The model with \(k = 25\) has fits the training data poorly. The estimated mean function, seen in red, does not match the true mean function well. The points are far from the estimated mean function. his model is **too inflexible** and is **underfitting**. It has learned neither the signal not the noise.

The model with \(k = 5\) seems like a reasonable in-between. Doesn’t seem to be chasing noise. Seems to reasonably approximate the true mean function.

How do we assess over and underfitting in practice, when we don’t know the true mean function? We have to look at train and validation errors.

- Model that are probably
**underfitting**: “Large” Train RMSE and a Validation RMSE larger than the smallest. The less flexible, the more probable the underfitting. - Model that are probably
**overfitting**: “Small” Train RMSE and a Validation RMSE larger than the smallest. The more flexible, the more probable the overfitting.

The further a model is to the *left* of this plot, the greater the chance it is **underfit**. The further a model is to the *right* of this plot, the greater the chance it is **overfit**.

## 9.6 Bias-Variance Tradeoff

**Why** does changing the model flexibility influence the predictive performance of these models?
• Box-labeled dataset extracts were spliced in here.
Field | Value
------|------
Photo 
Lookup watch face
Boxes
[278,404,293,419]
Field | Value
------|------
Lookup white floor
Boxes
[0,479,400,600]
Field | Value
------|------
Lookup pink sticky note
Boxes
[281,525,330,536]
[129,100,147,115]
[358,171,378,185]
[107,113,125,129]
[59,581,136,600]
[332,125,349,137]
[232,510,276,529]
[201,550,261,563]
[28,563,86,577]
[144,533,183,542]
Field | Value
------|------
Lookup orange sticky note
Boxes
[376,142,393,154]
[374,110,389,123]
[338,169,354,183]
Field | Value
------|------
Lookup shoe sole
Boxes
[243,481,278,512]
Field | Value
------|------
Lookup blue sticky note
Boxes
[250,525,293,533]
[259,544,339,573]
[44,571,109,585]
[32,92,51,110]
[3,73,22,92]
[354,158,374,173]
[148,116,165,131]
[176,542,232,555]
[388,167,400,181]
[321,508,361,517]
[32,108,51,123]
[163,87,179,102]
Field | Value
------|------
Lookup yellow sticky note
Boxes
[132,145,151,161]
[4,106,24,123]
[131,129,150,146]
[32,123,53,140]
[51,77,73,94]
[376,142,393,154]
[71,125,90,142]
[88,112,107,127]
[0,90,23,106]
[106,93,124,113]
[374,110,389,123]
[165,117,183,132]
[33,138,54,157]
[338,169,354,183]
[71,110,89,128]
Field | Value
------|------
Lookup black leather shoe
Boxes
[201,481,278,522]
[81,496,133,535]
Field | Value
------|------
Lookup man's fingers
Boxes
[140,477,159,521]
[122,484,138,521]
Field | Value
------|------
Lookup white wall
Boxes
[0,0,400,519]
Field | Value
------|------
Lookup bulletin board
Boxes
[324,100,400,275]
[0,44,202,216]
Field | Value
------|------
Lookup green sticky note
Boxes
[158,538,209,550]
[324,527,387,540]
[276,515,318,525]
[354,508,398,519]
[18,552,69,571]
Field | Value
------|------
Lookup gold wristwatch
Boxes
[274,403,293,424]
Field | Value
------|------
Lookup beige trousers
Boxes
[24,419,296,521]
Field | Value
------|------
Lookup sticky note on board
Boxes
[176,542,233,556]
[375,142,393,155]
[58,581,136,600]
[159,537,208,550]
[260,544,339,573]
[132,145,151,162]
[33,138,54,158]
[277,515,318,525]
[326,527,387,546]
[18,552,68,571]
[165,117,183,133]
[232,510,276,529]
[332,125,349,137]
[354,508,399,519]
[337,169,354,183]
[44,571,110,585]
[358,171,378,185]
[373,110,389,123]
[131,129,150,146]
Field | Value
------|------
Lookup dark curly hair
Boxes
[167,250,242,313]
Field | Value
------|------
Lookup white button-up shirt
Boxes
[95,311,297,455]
The bias-variance tradeoff.

As models *increase* in **flexibility**,

**bias**is*decreased***variance**is*increased*

And together, the MSE is equal to the bias squared plus the variance.

However, the rate at which the variance increases can be and generally is different than the rate at which the bias deceases. This is why we must validate our models. Essentially, by modifying the model complexity and validating the results, we are trying to find the right balance between bias and variance.